Federal Court Rules That a Key Aspect of Trump's Deportation Machine Is Unlawful

A federal judge this week became the latest to rule that a key aspect of the federal government’s deportation machine is unconstitutional.

The United States District Court for the Central District of California ruled that both the Immigration and Customs Enforcement agency and the Los Angeles County Sheriff’s Department unlawfully detained thousands of suspected immigrants through requests known as “immigration detainers.”

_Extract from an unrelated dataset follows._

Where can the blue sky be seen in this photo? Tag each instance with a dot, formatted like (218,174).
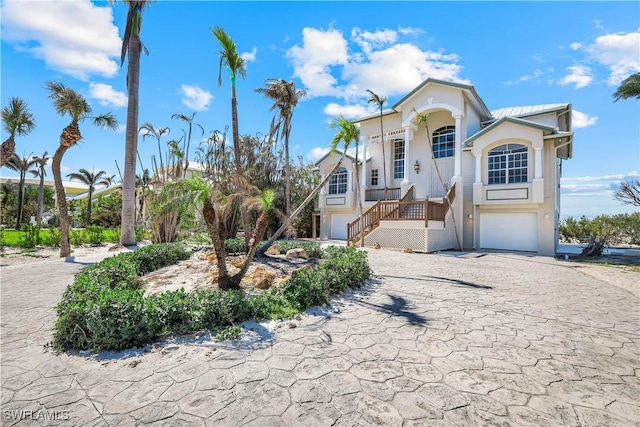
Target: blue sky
(514,53)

The vast majority of the 38,000 immigrants in ICE custody today have been transferred to federal custody from local law enforcement agencies using detainers. (These are requests ICE sends to local authorities asking them to hold immigrants after their release date so ICE can decide if it wants to take them into custody or not.)

The decision issued in Roy v. County of Los Angeles and Gonzalez v. ICE held the sheriff’s department liable for violating the Fourth Amendment rights of thousands of inmates it jailed after they were supposed to be released.

Immigrant rights advocates are calling the week’s ruling a landmark decision because it is the first-class action lawsuit to cover thousands of people who were locked up after their release date. At least ten other state and federal courts have found key aspects of ICE’s detainer system to be unconstitutional or in violation of federal and state statutes, but previous decisions were more limiting because they focused on individual plaintiffs.

“This decision makes clear to local police, that under any circumstance, it’s illegal to hold anyone under an immigration detainer,” said Jessica Karp, litigation director with the National Day Labor Organizing Network, one of the immigrant rights groups who brought the case.

In a statement on Friday, the ACLU Foundation of Southern California, which helped bring the suit, said thousands of people covered under the class action may be entitled to monetary damages.